More close to home are my childhood memories of the basement in my Grandmama's house outside Detroit, Michigan. The home, in a sea of homes laid out in snaking patterns of uniform shapes and colors (on streets that crisscrossed so much that I once got lost on my bicycle trying to catch the ice-cream truck while it peddled its summer treats), was textbook suburbia, and about as far away from a nomadic living style as you could go. But in that basement, in one tucked-away corner, there were shelves lined with jars of preserved foods.
Memories of a being a ten-year-old can quickly become a muddled stream of fantasy and fact, but some of the most vivid images that remain with me now are of the smell of drying tobacco leaves, sour cherries, pigs feet preserved in gelatin, jams, jellies, rising pastry dough, and fermenting wines.
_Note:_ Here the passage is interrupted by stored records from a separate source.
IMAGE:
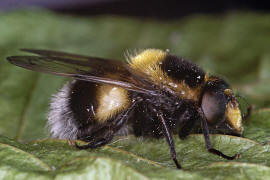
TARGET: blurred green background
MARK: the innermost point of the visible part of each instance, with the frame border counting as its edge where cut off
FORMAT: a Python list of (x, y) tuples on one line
[(232, 45)]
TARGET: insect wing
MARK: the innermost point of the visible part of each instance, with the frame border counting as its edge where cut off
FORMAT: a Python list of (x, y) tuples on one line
[(79, 67)]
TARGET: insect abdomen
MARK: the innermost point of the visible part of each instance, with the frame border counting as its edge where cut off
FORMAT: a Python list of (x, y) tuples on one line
[(81, 107)]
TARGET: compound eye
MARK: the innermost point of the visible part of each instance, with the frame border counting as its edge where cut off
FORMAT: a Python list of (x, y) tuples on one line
[(213, 105)]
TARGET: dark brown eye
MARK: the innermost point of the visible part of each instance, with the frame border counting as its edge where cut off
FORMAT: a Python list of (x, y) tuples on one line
[(213, 105)]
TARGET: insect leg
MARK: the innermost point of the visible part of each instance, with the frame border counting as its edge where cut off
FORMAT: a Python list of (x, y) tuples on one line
[(113, 127), (207, 139), (188, 120), (169, 139)]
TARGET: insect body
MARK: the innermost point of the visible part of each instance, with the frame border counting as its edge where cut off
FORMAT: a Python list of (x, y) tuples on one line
[(155, 94)]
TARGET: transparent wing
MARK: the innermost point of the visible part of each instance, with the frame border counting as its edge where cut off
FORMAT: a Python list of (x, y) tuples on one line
[(80, 67)]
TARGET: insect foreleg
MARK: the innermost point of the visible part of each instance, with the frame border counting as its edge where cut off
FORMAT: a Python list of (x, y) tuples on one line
[(208, 144)]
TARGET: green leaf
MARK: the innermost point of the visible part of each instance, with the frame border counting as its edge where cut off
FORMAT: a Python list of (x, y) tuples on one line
[(235, 46)]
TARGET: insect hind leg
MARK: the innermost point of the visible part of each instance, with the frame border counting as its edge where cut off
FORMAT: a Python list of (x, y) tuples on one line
[(105, 134)]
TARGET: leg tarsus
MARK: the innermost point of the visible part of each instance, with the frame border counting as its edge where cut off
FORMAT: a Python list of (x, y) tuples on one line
[(95, 144), (217, 152), (169, 139)]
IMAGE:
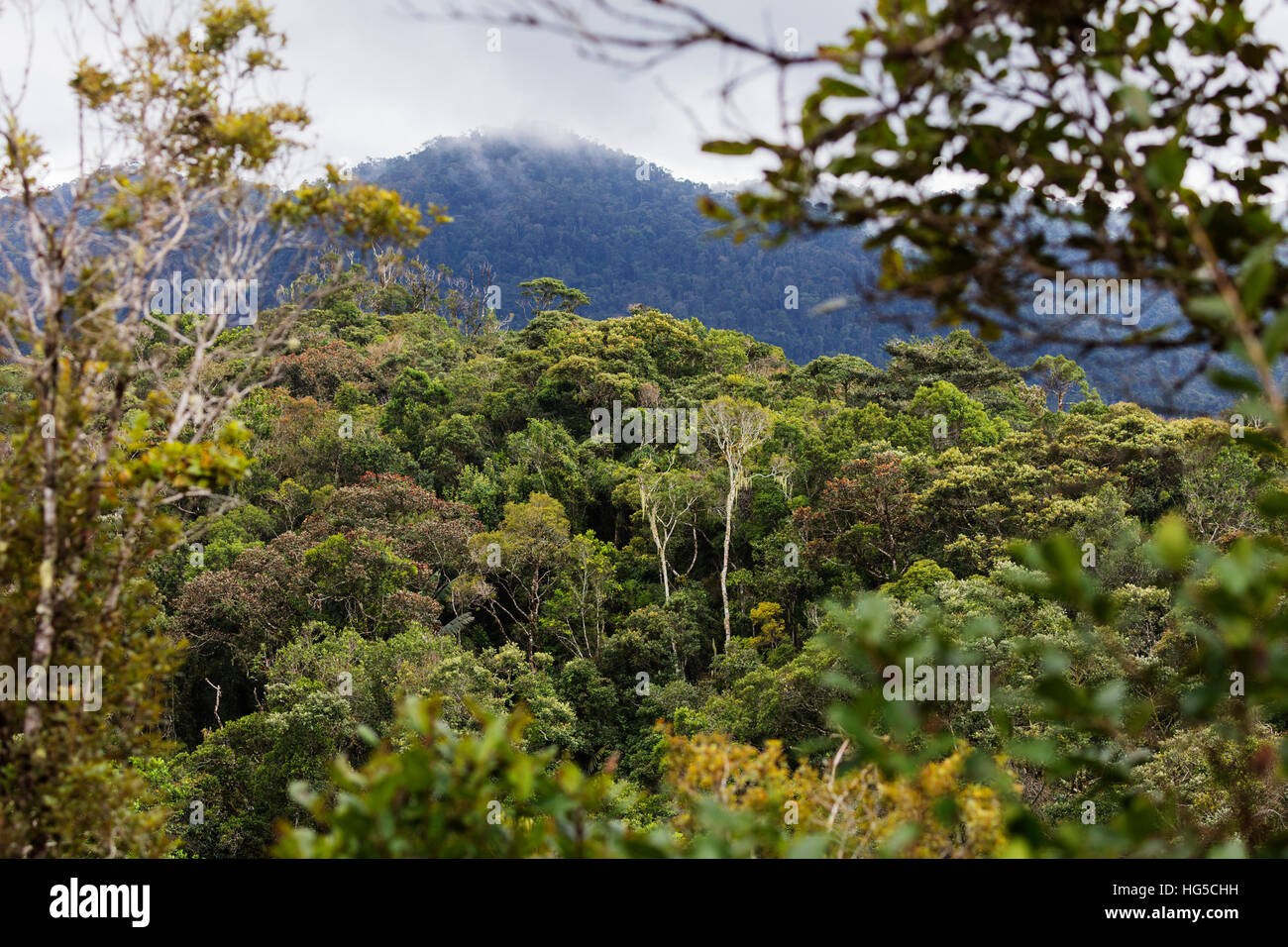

It was cool down there, cool enough to preserve the fruits from the trees growing in the backyard, dark enough to keep the dried herbs that had been grown in the garden fresh in their labeled containers.
My grandparents on my father's side had moved to Detroit from the Louisiana bayou so Grandpapa could work at Ford Motor Company. In Louisiana, they had kept milk cows, grown strawberries, and raised their family in a house that was not much more than a tar paper shack at the end of a dirt road, bordered on both sides by swampland. They knew how to preserve their food, not out of novelty or political correctness, but out of necessity, incorporating all methods of food preservation to provide the family with a steady supply of nutrients. They had figured out how to bypass the pre-packaged, costly, and distant world of the supermarket and still eat sun-dried tomatoes, dilly dough pickles, sauerkraut, and sour cherry pastries, even out of season.
To a child, the mystique and magic of this art did not include the stark realities that my grandparents lived with: poverty, hunger, and marital hardship. Instead, the ability to preserve one's food smacked of the autonomy and comfort associated with self-empowerment and hopeful inspiration.